Anche l’interpretazione di Eastwood è abbastanza lontana dai suoi schemi abituali. Il suo Earl Stone è un personaggio brillante e sorprendente, affabile e di buona compagnia, un finto white savior  - perché non dimentichiamo che Eastwood “non sa niente”, per parafrasare il suo Red Garnett di A Perfect World (Clint Eastwood, 1993). Per tutta la prima parte del film tutto gli fila liscio e sembra avere in mano le sorti del gioco. Si fa sprezzo delle rigide regole del cartello messicano, si guadagna la fiducia e la simpatia dei narcos e si gode i piaceri ottenuti dal suo nuovo rischioso lavoro, regalandoci così un’interpretazione divertente e divertita di un pessimo padre e di un pessimo marito. Solo in seguito, quando gli eventi inizieranno a precipitare, Eastwood torna a regalarci le sue espressioni aspre e scontrose scolpite nel marmo del suo viso iconico, come quelle smorfie irriverenti e burbere e quei suoi sguardi glaciali e ferini che sanno atterrare un bullo in un solo secondo. In questa fase il personaggio di Eastwood si trasforma in un vecchio Callahan senza più pistola, senza più virilità, senza più famiglia né dignità, ma con ancora l’audacia dell’uomo comune, del solido antieroe americano che va per la sua strada seguendo la propria etica. Questa indomabile figura regalataci da Eastwood durante tutta la sua carriera riemerge dalla maschera pestata a sangue del vecchio Earl che va in contro al destino, senza enfasi, senza pathos ricattatorio, senza epica alcuna.

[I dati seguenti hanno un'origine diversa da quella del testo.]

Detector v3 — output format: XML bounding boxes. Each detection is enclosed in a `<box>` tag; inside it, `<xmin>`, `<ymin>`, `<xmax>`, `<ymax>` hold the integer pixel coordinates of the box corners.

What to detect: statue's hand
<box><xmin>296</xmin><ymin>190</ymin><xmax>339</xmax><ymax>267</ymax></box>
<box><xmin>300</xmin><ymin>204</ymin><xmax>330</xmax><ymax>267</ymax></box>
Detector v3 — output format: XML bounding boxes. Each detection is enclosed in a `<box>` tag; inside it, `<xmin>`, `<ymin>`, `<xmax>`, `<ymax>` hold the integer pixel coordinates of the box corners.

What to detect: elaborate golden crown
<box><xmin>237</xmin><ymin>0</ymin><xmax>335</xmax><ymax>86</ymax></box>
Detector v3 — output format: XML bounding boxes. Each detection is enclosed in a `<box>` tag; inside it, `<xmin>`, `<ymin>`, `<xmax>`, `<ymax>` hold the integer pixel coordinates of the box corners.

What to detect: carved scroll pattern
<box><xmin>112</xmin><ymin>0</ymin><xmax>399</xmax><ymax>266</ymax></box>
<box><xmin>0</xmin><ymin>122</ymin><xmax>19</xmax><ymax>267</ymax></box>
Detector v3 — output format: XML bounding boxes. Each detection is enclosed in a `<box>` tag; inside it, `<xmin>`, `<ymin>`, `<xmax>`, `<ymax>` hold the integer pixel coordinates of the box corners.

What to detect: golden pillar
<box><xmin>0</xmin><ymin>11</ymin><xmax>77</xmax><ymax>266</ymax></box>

In The Mule, Eastwood è il simulacro della morte, l’immagine dell’uomo nei suoi ultimi istanti di vita, un’immagine però non pacificata né addomesticata, che sa muoversi con dignità e coraggio in mondi che non sono i suoi, contrastando filosofie che non sono le sue, portando avanti la personale etica pragmatica dell’uomo comune contro ogni psicologizzazione borghese. Infine, Eastwood passa buona parte del film a chiedere scusa, ad ammettere gli errori che ha fatto. E c’è da credergli. “So, help me god. This is the last one” si incoraggia di fronte all’inevitabile. “For what it’s worth, I’m sorry for everything”, ed è già testamento e leggenda.